働く女性とマタニティ・ハラスメント―「労働する身体」と「産む身体」を生きる
杉浦浩美『働く女性とマタニティ・ハラスメント―「労働する身体」と「産む身体」を生きる』大月書店、2009

興味深い内容だった。多くの場合、女性の労働環境は良いとは言えない。本書が指摘するように、その改善を目指してきた近年の「平等化戦略」は、「産む身体」すら個人の選択という問題に解消しようとしてきたが、さすがにそこでは身体が悲鳴を上げることになる。にもかかわらず、さらにそうした悲鳴は、まだがんばれるかもしれない、自分で決めたことなのだから、という意見に陰に陽に押さえ込まれてしまうことで、時に悲劇も生まれる。
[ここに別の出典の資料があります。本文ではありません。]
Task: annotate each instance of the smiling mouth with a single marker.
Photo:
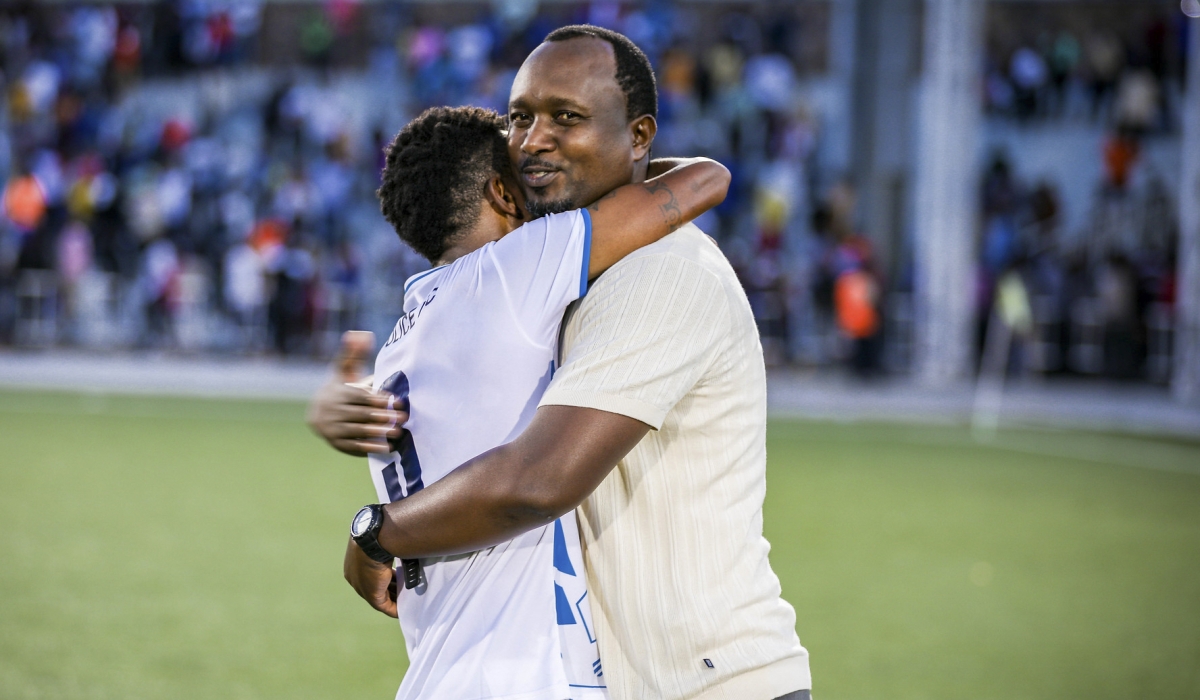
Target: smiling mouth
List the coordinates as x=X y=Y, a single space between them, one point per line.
x=538 y=177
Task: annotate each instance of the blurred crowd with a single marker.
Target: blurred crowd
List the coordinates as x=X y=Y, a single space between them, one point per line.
x=1102 y=305
x=220 y=229
x=1127 y=79
x=231 y=228
x=199 y=175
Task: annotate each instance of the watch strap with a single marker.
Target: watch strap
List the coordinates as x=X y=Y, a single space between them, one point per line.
x=369 y=540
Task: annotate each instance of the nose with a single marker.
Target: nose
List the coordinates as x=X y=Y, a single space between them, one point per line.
x=539 y=138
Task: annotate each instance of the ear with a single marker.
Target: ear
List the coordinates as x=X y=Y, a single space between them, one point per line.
x=502 y=198
x=643 y=129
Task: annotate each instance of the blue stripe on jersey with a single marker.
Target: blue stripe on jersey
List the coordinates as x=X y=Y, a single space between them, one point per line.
x=563 y=606
x=391 y=482
x=562 y=560
x=587 y=251
x=421 y=276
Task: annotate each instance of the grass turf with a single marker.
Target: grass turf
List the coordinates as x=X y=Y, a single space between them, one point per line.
x=179 y=548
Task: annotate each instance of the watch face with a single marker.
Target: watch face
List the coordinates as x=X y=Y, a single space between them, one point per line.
x=361 y=522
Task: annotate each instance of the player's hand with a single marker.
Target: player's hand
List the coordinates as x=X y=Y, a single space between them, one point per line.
x=346 y=412
x=372 y=581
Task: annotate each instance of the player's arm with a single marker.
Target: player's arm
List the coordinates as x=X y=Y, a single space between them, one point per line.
x=559 y=459
x=346 y=412
x=640 y=214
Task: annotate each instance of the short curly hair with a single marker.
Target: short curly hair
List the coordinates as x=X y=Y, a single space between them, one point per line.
x=635 y=76
x=436 y=171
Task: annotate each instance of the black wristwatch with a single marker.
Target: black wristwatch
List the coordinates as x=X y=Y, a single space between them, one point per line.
x=365 y=531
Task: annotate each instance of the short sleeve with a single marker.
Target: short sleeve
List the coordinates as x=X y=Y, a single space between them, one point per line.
x=543 y=267
x=643 y=336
同時に、「産む身体」を全面に押し出す過去の方法は、権利の獲得にはつながる一方で、「労働する身体」を阻害し、結局女性の労働環境を改善し得ない。労働環境の改善の為の方策は、どうしても微細に展開される必要があるし、またそのありようこそが分析される必要がある。おそらく、身体もまた構築されているというバトラーの主張は、だからそれは幻想で、変更可能なのだというよりは、その変更可能性自体、それがどういうものであるのか、その身をもって遂行的に知るしかないということなのだろうと思う。

根本的な解決の道筋があるとすれば、労働と産む身体の対立図式を弱めた社会や組織を作り出していくということぐらいだろうか。残念なことに(というべきだろうか)、論理的に問いうるほど、労働と産む身体の対立は現在緊張状態にあり、だからこそ、研究も現実もおそらく解けない問題の中におかれてしまっている。だが、可能性としては、労働と産む身体は、そこまで究極的に対立し、緊張せずともいいのではないか。

もっと具体的には、シンプルな話で、例えば男性が産む身体の役割を担う(本当に産むことはなかなか難しいだろうが)ことであったり、上司が同じ経験を持つ女性であったりすることが重要なのだろう。本書が最後に指摘するように、問われるべきは「産む身体」というよりは、「労働する身体」の方にある。

どうして「そこまで」働かねばならないのだろう。多分次の問いは、この「そこまで」が具体的にどのように理解され、またジェンダーなり何なりに帰属させられていくのかという過程を記述していくことによって、働くということを解体していく作業なのだろうと思う。